'US and N. Korea should move from reaction to relationship'
Caught in a circle of militarism, we have not tried anything new that would show there is creativity and engagement between the US and North Korea, author and human rights attorney Eric Sirotkin says.
North Korea conducted another missile test on Friday. However, the assessments being made about the missile have contradicted each other so far, with the Pentagon and South Korean military claiming it to be an intercontinental ballistic missile (ICBM) while the Russian Defense Ministry said that it was an intermediate-range ballistic missile (IRBM).
Military officials from the US claimed the weapon traveled for about 1,000km (621 miles) before splashing down into the Sea of Japan. The South Korean military said it reached an altitude of about 3,700km (2,300 miles).
Pyongyang claimed to have tested its first intercontinental ballistic missile earlier this month. This latest weapons test is the 14th Pyongyang has carried out this year, in violation of a UN ban.
The United States recently approved additional sanctions against North Korea in a bill that also targeted Iran and Russia.

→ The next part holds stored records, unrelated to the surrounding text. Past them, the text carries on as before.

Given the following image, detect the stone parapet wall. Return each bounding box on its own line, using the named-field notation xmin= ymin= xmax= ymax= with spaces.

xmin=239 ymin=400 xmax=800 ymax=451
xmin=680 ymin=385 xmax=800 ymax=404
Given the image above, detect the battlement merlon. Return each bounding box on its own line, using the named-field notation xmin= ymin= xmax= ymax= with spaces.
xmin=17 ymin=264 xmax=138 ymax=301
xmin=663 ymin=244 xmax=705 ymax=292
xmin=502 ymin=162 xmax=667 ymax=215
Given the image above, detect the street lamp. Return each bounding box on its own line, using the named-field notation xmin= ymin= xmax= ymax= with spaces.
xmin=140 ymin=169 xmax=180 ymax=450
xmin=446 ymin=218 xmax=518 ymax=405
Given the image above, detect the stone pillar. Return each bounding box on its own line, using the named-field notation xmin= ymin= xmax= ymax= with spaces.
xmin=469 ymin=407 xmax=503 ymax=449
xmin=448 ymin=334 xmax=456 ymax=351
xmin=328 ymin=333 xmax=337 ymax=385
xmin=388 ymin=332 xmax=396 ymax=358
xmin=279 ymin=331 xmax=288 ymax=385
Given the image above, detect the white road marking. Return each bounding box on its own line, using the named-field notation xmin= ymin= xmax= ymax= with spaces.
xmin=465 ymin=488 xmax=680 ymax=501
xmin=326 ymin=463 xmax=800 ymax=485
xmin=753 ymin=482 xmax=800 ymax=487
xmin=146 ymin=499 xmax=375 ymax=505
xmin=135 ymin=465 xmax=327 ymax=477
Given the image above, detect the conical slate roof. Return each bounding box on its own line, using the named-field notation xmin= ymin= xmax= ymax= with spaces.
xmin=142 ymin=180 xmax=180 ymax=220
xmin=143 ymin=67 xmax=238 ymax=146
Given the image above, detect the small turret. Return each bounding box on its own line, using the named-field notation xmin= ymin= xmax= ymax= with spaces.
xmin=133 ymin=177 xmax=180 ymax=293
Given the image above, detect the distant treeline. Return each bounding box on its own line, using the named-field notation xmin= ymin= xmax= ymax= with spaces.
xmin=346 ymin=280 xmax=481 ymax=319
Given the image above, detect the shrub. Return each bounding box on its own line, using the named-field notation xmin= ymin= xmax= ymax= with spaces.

RT: Despite attempts by the US and the UN to put pressure on North Korea, it conducted yet another missile test. What can be done to curb Pyongyang’s weapons program?
Eric Sirotkin: This is something that seems perplexing to the administration or sometimes to people around the world, but really, we have not tried anything new yet. We have been caught in this entire circle of militarism, of one threat versus another and bolstering up. What I have tried to lay out for the last few years, and it has been pushed in my recent book ‘Witness: A Lawyer’s Journey from Litigation to Liberation,’ is a 12-step model for peace. And the idea is that the parties need to get creative; they need to move from reaction to relationship. They need to listen deeply to themselves; they need to change their language, set up conversion strategies for the DMZ [Demilitarized Zone]. But in addition to that, we’re at a unique time right now because what we need to do is listen to the will of the Korean people as led by South Korean President Moon, who is speaking out about engagement and relationship. What the US does not seem to get on an ongoing basis is the failure to engage, talk. It took hundreds of meetings to end the Vietnam War. It takes sitting and talking and a lot of effort to build relationships and rebuild this tattered trust.
RT: Will we now see a stronger reaction from the international community?
ES: I think the kind of international reaction needed is to enforce other UN regulations, which is the 1984 people’s right to peace passed by every nation, that countries have to eliminate the threats to peace but they have to sit down and negotiate as well. They need to put pressure on supporting the Sunshine Policies of the South Korean government, they need to step forward and tell the US that there is no military solution. We know that nearly a million people are estimated to die in the breakout of a war in Seoul. This is nothing new. We are arguing about the size of the missile and will it go this far or this far. When in reality, we’ve really missed out the opportunity to engage and have some dialogue with some creativity.
RT: So far, the assessments about the missile differ. But does it really matter what range it is? It still poses a threat...
ES: It could pose a threat to the more than almost 30,000 US troops in South Korea right now, small, medium, or large. It could pose a threat to Japan and other places that are in the vicinity. This idea of militarism and this sort of bolstering… these types of situations have not led to anything more creative other than the rhetoric on both sides. I am a big supporter of non-proliferation of nuclear weapons, of peace, and otherwise we’ve just set up lawyers for disarmament and peace… We talk about disarmament on all sides to calm the waters. But what has to happen here is the will to engage, to do what one of the steps that I am advocating is, in a tug of war, the courage to let go of the rope. Because then, from that point in time there is not that battle, you can apply your creativity differently. Martin Luther King said “returning hate for hate only multiplies hate.” And in reality, the same applies to militarism…
The statements, views and opinions expressed in this column are solely those of the author and do not necessarily represent those of RT.